3 Republicans To Watch At The Fourth GOP Debate For Potentially Make-Or-Break Moments
The next Republican debate is just around the corner. It's going to be a smaller affair than the last few — only eight candidates will be on stage during the main event, compared with the 11from just two debates ago. For many of those eight candidates, the stakes are higher than ever, and for a few, the debate is make-or-break. Of course, every candidate can have a good or a bad night, but the consequences of success and failure are far greater for some of the Republicans than others. In particular, there are three candidates to watch at the next Republican debate.
A lot has changed since August, when Fox News hosted the first GOP forum.

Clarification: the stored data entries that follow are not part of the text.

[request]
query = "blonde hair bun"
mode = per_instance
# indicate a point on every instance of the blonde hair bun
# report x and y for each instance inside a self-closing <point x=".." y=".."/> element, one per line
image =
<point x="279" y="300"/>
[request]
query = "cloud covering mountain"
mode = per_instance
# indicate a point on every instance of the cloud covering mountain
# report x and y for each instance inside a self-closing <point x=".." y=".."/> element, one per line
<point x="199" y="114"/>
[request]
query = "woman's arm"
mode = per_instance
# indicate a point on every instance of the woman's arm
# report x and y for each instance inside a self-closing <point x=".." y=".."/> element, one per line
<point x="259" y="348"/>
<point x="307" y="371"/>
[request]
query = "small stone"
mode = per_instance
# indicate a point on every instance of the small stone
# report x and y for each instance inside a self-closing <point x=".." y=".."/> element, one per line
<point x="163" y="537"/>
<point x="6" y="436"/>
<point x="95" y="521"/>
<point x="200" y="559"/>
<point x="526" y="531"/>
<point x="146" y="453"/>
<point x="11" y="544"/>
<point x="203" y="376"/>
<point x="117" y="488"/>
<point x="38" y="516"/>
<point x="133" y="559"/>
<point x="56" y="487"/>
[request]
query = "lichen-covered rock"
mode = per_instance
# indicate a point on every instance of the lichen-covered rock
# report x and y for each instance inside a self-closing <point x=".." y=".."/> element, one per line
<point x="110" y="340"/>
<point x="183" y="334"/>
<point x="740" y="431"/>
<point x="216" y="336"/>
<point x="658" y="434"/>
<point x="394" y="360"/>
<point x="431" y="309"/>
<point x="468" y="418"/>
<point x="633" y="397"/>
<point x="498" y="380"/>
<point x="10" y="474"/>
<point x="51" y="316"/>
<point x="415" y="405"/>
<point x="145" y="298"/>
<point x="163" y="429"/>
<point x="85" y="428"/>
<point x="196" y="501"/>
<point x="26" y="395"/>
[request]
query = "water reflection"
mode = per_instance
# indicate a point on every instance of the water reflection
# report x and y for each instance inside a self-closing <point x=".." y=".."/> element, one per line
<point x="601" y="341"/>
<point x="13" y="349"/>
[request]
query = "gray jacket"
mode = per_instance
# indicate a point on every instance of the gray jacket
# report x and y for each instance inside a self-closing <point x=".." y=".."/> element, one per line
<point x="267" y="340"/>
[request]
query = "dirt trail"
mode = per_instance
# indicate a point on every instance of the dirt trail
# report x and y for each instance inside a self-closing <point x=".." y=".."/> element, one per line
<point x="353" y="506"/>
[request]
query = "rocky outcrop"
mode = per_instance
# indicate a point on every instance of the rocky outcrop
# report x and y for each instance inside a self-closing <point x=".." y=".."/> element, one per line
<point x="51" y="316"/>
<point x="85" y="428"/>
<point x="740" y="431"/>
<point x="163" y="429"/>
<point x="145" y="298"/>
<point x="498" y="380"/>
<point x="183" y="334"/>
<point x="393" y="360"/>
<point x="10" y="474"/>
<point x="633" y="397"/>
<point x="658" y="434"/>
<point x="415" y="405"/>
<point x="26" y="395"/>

Back then, Jeb Bush was a frontrunner, Ben Carson was an afterthought, and Donald Trump was a joke. Now, Carson is a frontrunner, Bush's campaign is on death's door, and Trump is... well, some things haven't changed. Meanwhile, two people have dropped out of the race entirely, and two more have been demoted to the undercard debate. Out of the remaining candidates, some need to score a home run on Tuesday; other simply need to not screw up too obviously. And some, frankly, are toast no matter what they do. Let's take a look.
Fiorina enjoyed a burst of support after her competent debate performance in September. But that bubble quickly burst, and she's currently polling at around 3 percent. However, she's made no huge missteps on the campaign trail and is still one of the best debaters in the field. There is, at least in theory, still a chance for her to break through again.

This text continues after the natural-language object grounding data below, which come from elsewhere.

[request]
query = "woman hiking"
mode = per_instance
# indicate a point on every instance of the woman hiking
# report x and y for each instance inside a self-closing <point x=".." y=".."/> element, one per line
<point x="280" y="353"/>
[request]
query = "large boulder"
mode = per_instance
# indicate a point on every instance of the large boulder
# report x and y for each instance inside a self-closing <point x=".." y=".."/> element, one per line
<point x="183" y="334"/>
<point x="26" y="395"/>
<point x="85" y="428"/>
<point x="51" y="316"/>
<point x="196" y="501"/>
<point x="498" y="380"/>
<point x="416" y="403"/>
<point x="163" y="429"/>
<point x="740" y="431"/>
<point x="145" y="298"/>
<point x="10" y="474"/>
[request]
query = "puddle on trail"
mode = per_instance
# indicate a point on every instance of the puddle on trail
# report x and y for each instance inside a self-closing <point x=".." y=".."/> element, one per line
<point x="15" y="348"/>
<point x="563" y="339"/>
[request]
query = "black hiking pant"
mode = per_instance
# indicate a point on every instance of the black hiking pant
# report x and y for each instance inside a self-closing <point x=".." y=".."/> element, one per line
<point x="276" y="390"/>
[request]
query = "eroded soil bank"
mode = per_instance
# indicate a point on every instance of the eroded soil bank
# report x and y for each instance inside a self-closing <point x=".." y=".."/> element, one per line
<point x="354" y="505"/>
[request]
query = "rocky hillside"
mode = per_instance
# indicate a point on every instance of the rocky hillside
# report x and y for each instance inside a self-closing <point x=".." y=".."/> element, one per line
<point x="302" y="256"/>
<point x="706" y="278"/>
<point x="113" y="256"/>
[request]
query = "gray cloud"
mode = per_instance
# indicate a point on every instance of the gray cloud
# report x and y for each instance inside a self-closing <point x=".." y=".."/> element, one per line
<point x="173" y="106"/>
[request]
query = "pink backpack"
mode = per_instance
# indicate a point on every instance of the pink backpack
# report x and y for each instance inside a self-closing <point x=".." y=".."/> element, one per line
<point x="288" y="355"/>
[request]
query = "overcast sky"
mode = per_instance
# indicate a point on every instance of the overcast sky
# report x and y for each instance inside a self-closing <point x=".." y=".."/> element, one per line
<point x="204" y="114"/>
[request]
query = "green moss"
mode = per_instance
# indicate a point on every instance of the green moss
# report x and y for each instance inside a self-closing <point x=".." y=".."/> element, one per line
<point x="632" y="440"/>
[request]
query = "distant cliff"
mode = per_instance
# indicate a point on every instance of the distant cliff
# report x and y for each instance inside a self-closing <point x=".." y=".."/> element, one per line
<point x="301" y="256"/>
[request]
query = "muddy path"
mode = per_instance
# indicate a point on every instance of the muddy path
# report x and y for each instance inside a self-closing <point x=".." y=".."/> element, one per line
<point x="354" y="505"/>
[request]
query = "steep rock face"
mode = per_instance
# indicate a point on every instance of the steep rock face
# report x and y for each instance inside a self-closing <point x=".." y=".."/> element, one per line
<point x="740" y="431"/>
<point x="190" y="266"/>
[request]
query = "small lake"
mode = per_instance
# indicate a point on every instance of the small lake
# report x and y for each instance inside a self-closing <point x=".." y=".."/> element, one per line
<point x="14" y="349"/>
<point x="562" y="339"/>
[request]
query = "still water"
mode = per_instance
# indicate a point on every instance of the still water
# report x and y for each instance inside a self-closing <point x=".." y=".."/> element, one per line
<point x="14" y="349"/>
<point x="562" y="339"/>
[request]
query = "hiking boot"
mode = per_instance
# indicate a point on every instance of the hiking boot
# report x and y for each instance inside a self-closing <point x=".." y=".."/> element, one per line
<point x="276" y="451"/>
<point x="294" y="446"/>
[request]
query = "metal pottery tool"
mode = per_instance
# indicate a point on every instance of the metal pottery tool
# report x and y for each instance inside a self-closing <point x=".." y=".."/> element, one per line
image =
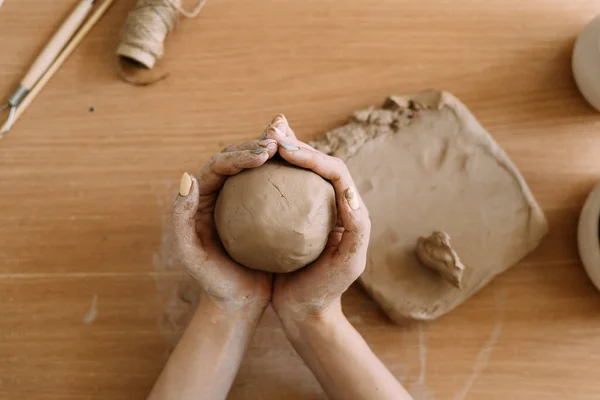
<point x="67" y="38"/>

But for that to happen, she'll need to expand upon her existing strengths, not simply reiterate them. Fiorina has been an effective advocate for conservative causes at the debates; what she hasn't done is demonstrate why she'd be a better president than the other Republicans. At the next debate, Fiorina would be wise to illustrate the differences between her and everyone else on the stage; if she doesn't, she risks falling further — and more intractably — into the bottom tier.

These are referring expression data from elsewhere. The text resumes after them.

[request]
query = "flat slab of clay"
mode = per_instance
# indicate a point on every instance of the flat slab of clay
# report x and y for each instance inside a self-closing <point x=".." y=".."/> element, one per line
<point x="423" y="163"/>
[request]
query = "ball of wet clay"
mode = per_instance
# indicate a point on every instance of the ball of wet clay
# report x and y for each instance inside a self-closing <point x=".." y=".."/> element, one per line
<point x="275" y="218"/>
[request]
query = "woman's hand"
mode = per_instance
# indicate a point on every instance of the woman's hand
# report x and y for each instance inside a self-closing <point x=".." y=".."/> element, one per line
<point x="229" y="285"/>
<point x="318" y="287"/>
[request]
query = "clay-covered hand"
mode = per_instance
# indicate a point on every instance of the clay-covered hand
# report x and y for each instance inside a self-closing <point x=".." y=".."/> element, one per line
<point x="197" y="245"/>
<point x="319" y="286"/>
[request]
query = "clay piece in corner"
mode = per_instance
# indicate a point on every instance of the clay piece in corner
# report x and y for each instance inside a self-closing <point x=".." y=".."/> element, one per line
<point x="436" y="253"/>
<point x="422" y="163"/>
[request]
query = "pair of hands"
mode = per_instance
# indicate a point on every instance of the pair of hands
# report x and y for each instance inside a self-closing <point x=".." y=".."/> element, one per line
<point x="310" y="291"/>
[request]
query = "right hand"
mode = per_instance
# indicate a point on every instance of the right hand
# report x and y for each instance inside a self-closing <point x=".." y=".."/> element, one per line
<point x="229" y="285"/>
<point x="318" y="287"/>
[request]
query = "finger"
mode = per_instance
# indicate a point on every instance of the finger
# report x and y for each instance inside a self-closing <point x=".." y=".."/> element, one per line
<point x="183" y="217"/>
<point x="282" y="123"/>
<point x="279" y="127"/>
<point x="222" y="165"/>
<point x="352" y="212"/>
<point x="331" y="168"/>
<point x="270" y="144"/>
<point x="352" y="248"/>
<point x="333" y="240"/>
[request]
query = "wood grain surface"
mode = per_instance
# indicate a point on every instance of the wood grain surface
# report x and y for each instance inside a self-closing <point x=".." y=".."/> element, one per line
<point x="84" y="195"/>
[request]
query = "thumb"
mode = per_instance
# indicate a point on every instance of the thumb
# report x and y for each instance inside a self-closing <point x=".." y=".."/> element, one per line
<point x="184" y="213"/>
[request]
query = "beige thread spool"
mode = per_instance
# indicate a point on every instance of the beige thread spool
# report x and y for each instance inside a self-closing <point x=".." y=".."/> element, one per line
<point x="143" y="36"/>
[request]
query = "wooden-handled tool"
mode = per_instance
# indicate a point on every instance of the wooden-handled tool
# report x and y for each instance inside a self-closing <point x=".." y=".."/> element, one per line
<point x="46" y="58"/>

Carson and Trump are statistically tied for first place, but Trump hasn't suddenly been hit with several distinct and unrelated scandals as Carson has. In addition to his bizarre theory that the Egyptian pyramids were used to store grain, Carson landed himself in hot water when it was revealed that he falsified several aspects of his biography. This puts him on the ropes in a way that he's never been before.
While neither of these revelations is damning enough to single-handedly kill Carson's campaign, he'll almost certainly be asked about one or both of them during the debate — not only by the moderators, but by the other Republicans on the stage. Carson has steered clear of one-on-one confrontations with his opponents so far; if he's forced into one on Tuesday, he'll need to demonstrate the type of combativeness he's avoided thus far. If not, he may not be in the lead for much longer.
Bush has been an underwhelming candidate from the get-go. Despite leading in endorsements and having a virtually bottomless chest of money, his poll numbers have languished for months, and his spectacularly counterproductive attack on Marco Rubio during the last debate may have put the nail in his campaign's coffin. I'm of the mind that a Bush comeback is impossible at this point, but if I'm wrong, the path to victory runs through this debate.
It's not that Bush needs to land a knockout punch on any of his competitors. In fact, he needs to do the opposite: Having already proved that he can't tough-talk his opponents into submission, Bush needs to be cool, stay above the fray, and avoid doing anything disastrous. While that won't be nearly enough to put him back into serious contention, it could be enough to keep his campaign on life support for a bit longer.